Our general offering is database software for local data management and analysis on networked “things,” so they gain the ability to provide intelligent feedback even when disconnected. ITTIA DB SQL enables developers of Internet of Things software to store information and share local changes through database replication. With ITTIA DB SQL, device applications can continuously exchange select local changes with other interested devices and servers, and data produced on the device or retrieved from other systems can be locally queried for rapid decision making to ensure that each device functions autonomously. Local queries are not interrupted by a background data exchange, which is important for maintaining responsive user interaction, and the flexibility to adapt to shifting network topologies also simplifies data management and distribution on the Internet of Things.
GRAVES: A great deal of innovation is occurring in the ability of IoT nodes to work together, manage Big Data in a coordinated way, and leverage hardware resources in a manner that enables “upstream” applications to extract value from the sea of data that is generated.
This is where we’ve focused enhancements in our technology. We’ve released versions of eXtremeDB that further leverage multicore systems with database sharding and distributed query processing. A single logical database can be divided into an arbitrarily large number of shards and still be viewed as a single database instance by querying applications. The shards can be deployed on a single server and leverage every available core and/or be deployed across multiple servers. This provides for elastic scalability – as the number of “things” increases and the volume of Big Data increases, more shards and compute nodes can be put to work without rewriting a single line of code.

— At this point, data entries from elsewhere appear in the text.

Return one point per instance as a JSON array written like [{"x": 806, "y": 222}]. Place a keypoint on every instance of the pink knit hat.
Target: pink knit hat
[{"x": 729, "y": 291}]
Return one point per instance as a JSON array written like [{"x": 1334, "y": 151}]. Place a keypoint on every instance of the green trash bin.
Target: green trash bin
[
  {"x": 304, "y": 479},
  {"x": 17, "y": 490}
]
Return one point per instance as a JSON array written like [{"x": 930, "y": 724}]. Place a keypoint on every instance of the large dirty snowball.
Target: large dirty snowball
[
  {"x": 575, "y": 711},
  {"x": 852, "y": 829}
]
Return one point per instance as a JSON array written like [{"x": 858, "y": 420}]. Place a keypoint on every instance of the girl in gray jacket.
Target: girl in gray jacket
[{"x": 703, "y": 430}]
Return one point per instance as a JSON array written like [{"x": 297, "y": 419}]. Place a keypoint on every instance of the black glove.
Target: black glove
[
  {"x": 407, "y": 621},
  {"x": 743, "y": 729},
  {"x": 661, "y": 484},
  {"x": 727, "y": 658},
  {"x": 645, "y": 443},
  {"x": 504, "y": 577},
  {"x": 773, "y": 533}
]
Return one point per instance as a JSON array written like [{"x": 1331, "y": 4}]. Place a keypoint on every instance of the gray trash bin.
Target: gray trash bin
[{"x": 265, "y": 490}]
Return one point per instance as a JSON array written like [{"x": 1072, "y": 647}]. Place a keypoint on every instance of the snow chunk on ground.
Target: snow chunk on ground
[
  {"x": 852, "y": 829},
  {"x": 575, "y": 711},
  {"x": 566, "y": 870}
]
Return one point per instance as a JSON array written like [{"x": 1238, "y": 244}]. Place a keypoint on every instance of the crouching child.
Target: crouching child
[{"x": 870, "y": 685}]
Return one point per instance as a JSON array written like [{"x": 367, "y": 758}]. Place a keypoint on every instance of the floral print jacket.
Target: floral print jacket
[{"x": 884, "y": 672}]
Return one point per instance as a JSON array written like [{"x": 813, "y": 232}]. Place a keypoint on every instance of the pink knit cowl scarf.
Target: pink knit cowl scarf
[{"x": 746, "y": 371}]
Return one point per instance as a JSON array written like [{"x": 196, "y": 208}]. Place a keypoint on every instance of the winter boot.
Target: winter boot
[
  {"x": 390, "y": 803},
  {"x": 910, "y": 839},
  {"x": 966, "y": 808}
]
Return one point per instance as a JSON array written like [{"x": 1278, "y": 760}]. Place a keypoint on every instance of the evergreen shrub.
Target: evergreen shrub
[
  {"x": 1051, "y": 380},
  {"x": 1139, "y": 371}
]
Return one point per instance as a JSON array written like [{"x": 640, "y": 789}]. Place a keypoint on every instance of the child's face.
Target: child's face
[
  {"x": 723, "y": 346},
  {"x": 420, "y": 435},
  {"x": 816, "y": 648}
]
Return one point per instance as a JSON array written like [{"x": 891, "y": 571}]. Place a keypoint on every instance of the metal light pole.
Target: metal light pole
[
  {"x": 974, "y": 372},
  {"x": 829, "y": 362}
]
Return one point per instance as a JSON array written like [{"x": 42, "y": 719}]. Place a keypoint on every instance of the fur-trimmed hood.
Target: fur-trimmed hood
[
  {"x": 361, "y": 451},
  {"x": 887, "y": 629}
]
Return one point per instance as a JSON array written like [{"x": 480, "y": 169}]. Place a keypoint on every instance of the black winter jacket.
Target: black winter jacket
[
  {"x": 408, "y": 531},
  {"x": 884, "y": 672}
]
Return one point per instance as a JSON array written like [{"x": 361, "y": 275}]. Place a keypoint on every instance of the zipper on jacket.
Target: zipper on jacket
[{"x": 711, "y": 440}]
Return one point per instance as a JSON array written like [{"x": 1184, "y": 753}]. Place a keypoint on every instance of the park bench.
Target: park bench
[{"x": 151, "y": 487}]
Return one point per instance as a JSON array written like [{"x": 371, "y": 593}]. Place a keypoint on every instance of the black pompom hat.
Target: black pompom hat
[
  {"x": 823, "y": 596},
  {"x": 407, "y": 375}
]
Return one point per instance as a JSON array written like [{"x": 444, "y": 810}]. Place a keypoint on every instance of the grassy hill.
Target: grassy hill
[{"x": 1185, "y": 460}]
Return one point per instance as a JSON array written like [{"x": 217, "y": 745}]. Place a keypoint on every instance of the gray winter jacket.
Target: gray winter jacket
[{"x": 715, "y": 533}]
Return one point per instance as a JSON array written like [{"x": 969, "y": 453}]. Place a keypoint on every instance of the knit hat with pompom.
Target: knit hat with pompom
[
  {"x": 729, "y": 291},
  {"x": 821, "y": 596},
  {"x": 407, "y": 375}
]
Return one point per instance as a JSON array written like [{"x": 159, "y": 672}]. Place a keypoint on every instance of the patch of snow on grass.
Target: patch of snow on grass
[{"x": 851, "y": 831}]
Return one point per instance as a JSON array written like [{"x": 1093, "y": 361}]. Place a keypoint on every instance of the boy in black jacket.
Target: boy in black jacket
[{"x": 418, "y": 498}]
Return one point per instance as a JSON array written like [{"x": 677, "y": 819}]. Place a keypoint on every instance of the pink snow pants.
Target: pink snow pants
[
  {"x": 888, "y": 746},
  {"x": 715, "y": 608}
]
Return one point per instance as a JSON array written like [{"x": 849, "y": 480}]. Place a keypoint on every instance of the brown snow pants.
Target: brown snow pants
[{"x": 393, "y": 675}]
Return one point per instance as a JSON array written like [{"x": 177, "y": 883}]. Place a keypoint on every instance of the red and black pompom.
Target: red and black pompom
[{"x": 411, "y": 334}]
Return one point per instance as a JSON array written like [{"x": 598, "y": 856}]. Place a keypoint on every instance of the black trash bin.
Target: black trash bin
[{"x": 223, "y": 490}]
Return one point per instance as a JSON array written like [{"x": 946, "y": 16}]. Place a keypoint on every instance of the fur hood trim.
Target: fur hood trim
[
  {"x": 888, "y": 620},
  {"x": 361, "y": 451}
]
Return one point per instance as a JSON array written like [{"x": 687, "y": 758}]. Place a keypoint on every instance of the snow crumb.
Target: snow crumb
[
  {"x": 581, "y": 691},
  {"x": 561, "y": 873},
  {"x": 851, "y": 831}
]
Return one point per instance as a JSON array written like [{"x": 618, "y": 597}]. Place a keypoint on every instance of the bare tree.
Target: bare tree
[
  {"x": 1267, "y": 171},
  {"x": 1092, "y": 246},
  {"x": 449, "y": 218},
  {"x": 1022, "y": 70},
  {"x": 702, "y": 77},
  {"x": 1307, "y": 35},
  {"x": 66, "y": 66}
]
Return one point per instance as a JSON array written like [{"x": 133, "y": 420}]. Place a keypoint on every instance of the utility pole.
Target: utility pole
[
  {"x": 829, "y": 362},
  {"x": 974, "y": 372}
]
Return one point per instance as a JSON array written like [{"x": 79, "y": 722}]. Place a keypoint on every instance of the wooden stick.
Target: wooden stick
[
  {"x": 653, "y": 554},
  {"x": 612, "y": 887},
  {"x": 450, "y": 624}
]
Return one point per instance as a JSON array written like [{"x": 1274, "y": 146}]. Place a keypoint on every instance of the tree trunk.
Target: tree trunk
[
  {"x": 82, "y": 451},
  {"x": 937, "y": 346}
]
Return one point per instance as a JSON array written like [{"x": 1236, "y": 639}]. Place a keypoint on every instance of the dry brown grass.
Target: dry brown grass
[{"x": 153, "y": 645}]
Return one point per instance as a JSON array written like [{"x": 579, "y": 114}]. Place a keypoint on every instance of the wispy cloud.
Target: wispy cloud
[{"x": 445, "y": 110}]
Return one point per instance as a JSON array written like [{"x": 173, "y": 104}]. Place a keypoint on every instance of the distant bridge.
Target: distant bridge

RUPP: One interesting aspect of IoT is unstable Internet connections. Imagine a device that sends sensor data to a server. After transmission, it deletes the data from its internal database and updates its internal state, then sends a message to the server. What happens if the Internet connection fails after the sensor data was sent and deleted, but before the server received the final message? Developers will have to provide transactional mechanisms wrapping client/server communication, local database operations, and other business operations into a single atomic unit of work. It will be very interesting to see the solutions for these problems.